At the same time, we noticed another strange phenomenon. Delivery people found it challenging to get to our office or to even determine which office was which once they found the correct building. That’s because each unit was subtly marked with a single letter on a simple wooden sign. The photos below show what our entrance looked like right after we moved in.
We became acutely aware of our lack of exterior Cobalt branding and decided to make an upgrade. We asked Cobalt art director Mark Miller to evaluate our new digs and recommend a solution, understanding that we couldn’t affix anything to the decorative wooden facade above the doors. Our only option was to install a small sign on the exterior brick wall and make use of the wide entryway in front of the entrance.
Mark’s proposed design can be seen below:
Thanks to the good work of Cobalt Senior Project Manager and Production Specialist Steve DeLuca, we were able to submit the fabrication of the metal-and-acrylic sign to PhotoWorksGroup in Charlottesville and the exterior rubber mat to Mat Logo, Inc.
Everything delivered between December and February, and the final result looked exactly as Mark envisioned it in his mockups. The photos below capture the installation of our new sign, which left us feeling branded, located and … established. We think it’s an omen of great things to come.
Read below to learn more about the history of signs as vital communications tools.
Sign-tology: Seven Surprising Facts about Signs
- The ancient Egyptians and Greeks used signs for advertising, though it was the Romans who created signboards by whitewashing sections of walls for suitable inscriptions.
- The earliest signs didn’t contain words but icons and pictographs — because the general public couldn’t read. After the invention of printing by movable type, it didn’t take long for printed handbills, flyers, broadsheets, and posters to appear in abundance on walls and fences — and for “post no bills” warnings.

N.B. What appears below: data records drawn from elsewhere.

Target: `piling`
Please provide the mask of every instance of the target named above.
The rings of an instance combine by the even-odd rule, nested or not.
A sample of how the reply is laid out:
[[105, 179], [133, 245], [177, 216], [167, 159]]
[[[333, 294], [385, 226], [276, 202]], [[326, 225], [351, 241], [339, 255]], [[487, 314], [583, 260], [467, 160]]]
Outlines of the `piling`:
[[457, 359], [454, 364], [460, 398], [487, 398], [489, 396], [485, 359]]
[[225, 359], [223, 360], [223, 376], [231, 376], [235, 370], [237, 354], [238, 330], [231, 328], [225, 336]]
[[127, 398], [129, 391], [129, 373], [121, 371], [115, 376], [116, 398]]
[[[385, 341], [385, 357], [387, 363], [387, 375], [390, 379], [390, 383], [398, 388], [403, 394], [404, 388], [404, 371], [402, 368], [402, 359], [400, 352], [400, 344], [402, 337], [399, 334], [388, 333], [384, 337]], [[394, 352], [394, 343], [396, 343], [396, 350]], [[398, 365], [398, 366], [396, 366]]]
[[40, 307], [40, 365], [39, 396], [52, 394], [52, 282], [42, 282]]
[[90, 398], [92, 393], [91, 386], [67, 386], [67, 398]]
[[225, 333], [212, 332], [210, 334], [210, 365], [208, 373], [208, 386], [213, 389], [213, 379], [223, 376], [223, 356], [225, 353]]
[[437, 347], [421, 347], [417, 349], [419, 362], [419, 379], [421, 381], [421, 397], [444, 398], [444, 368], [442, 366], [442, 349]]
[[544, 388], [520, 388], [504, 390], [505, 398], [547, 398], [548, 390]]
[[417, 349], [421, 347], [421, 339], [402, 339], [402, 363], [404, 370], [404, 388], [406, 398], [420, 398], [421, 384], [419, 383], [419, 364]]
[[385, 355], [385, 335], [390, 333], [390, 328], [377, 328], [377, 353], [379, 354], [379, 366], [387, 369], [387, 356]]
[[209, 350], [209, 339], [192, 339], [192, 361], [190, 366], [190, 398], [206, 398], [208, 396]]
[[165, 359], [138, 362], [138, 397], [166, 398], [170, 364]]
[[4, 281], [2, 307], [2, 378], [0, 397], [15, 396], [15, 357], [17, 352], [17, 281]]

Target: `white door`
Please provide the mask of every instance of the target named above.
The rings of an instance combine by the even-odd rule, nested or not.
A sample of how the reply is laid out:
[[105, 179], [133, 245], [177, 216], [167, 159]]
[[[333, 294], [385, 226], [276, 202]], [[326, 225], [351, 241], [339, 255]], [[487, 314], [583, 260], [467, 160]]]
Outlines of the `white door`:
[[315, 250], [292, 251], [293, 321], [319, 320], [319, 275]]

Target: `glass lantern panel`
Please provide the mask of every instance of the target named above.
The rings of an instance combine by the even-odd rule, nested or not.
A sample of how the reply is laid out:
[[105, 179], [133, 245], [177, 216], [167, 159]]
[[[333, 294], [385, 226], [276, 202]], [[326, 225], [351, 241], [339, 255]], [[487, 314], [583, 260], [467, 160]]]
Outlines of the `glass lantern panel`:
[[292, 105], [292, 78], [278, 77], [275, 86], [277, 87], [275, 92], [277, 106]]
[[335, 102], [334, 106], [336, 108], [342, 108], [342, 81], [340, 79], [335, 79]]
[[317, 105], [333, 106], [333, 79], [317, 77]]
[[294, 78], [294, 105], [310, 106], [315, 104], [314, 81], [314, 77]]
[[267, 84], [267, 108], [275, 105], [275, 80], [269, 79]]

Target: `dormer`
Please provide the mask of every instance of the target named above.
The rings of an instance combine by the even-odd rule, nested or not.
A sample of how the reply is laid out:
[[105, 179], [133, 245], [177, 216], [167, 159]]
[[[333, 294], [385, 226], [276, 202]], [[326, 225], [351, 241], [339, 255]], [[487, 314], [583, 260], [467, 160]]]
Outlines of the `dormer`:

- America put national standards for road signs in place in 1935, but the success (and failure) of signs captured the attention of designers, urban planners and highway safety administrators.
- In 1973, the Society for Experiential Graphic Design (SEGD) was founded to study how signs can be used effectively to orient people and guide them through space. This led to a new movement — and a new word, wayfinding, first coined by urban planner Kevin Lynch in his influential book Image of the City as “way-finding,” which evolved in the 1970s to its modern form and definition: information systems that guide people through a physical environment and enhance their understanding and experience of the space.
- Wayfinding is essential in built environments large and small. In New York City, the DOT Sign Shop employs a 22-person team in Maspeth, Queens, to make sure city residents can navigate roads, sidewalks and subway systems.
- In 2010, NYC Sign Shop workers received a jolt when the Federal Highway Administration required all street signs — more than 250,000 total — be switched to lowercase for safety and legibility reasons. The cost to replace the signage was estimated at $27.6 million.
- Some city signs, long faded and lost to modern travelers, are getting a new life, thanks to “ghostsign” artists. They use a technique called projection mapping to illuminate walls and other urban structures with digitally remastered artwork.